The State Department has evacuated hundreds of Americans from Hubei Province, where the outbreak began. But some, like Mr. Perez, have decided not to leave. In his case, it is because he does not want to abandon his girlfriend, who is Chinese.
They have spent more than two weeks in his apartment, along with his girlfriend’s brother. They cook, they watch television (three seasons of “The Sopranos” so far), and they clean — a lot. They scrub down surfaces, furiously wash their hands and disinfect their clothes after going out.
“Sometimes I find I’m out of time, which is crazy,” Mr. Perez said. “You’d think I’d have all the time in the world, but with the coronavirus, a lot of time is spent cleaning.”
Other Americans have also stayed in China because of loved ones. Gabrielle Autry, 26, from Georgia, lives in the eastern city of Hangzhou. She has looked into flights that would take her to the United States — but her fiancé, a Chinese citizen, would not be able to join her, since all foreign nationals are barred from entering the United States if they have recently been in China. If the two were married, it would be a different story.
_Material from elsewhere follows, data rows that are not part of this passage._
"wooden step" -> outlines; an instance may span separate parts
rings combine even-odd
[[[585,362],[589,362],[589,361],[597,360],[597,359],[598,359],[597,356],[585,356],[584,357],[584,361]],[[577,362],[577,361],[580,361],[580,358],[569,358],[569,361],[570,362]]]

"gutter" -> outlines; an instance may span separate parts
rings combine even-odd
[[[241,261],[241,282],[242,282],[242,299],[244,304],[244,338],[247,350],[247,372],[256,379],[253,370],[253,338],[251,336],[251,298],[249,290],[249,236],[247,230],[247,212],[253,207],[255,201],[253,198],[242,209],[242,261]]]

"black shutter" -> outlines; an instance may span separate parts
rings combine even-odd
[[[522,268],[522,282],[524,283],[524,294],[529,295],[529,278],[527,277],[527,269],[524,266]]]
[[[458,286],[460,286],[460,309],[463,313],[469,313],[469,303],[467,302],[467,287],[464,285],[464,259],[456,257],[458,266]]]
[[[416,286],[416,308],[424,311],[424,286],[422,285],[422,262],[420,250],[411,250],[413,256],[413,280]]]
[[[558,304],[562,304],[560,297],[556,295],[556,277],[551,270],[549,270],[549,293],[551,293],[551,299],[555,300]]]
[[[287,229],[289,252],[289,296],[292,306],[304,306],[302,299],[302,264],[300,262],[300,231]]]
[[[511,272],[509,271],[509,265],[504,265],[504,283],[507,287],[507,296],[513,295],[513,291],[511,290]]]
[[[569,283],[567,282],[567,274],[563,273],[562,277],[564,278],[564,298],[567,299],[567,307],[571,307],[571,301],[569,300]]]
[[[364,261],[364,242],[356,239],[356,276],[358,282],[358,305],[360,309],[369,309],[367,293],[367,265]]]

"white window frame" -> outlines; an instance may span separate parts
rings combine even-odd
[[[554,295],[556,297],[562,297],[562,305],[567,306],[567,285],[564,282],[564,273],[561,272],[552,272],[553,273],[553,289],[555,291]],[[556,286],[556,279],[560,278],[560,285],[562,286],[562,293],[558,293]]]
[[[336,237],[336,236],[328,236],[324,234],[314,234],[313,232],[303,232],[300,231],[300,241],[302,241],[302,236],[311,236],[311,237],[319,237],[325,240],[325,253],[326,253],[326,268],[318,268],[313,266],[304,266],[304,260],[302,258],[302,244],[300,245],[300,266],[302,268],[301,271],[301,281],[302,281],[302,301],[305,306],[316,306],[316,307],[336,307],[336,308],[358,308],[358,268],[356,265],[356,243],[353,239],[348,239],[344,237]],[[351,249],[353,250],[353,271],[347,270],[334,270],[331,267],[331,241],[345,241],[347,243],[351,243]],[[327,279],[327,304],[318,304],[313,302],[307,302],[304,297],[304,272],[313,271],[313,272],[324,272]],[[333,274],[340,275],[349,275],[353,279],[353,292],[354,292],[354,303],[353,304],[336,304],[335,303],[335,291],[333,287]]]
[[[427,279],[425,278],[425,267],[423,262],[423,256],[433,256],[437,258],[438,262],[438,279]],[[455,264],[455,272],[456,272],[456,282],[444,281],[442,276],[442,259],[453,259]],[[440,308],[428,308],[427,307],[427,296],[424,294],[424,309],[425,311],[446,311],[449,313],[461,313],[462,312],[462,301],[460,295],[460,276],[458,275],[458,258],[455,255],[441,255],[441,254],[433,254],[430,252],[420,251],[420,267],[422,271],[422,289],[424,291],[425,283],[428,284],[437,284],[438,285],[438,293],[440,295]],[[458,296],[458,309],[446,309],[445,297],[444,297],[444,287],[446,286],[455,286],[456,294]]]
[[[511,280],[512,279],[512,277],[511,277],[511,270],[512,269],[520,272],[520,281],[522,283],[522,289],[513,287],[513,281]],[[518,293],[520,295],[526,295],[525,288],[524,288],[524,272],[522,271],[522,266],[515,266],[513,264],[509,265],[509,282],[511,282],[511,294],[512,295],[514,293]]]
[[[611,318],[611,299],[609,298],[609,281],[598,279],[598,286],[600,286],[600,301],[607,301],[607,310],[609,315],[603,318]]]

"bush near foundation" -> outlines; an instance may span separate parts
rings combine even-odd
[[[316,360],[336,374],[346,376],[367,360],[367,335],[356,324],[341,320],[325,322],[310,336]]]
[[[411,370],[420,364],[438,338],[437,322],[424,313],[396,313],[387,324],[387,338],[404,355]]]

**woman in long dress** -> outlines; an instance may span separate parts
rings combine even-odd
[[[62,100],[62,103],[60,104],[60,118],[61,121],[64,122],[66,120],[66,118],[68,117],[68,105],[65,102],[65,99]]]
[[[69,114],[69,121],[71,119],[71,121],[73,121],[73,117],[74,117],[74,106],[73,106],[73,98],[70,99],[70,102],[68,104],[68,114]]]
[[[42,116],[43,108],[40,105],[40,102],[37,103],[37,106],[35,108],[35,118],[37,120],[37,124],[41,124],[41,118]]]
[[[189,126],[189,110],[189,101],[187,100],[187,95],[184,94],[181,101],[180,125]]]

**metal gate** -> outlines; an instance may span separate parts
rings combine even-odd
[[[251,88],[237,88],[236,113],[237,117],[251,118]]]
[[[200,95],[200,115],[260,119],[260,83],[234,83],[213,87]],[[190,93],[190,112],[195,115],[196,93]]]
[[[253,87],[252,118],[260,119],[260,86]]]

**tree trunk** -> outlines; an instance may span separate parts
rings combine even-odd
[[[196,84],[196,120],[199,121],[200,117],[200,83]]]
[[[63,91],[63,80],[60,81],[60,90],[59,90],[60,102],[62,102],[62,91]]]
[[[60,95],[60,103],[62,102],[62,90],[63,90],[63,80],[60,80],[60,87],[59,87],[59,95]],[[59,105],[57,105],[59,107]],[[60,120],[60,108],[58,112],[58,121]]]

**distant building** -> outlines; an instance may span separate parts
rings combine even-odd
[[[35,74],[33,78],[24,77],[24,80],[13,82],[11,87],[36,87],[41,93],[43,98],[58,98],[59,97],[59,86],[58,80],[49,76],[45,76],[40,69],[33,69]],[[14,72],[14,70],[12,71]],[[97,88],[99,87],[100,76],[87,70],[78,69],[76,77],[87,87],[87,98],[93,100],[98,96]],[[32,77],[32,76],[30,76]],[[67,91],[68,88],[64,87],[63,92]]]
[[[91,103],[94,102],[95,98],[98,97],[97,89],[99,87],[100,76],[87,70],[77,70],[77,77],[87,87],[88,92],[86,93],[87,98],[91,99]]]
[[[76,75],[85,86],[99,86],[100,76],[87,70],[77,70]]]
For now, they are mostly stuck at home, a little bored. But at least they are together, Ms. Autry said.
“Together it’s O.K., but alone it would be horrible,” she said. “I just couldn’t fathom it.”
Mr. Perez has tried to make the best of the isolation, working on his coding skills and reading lots of news about the virus. He talks to his family nearly every day. His parents have sent him masks.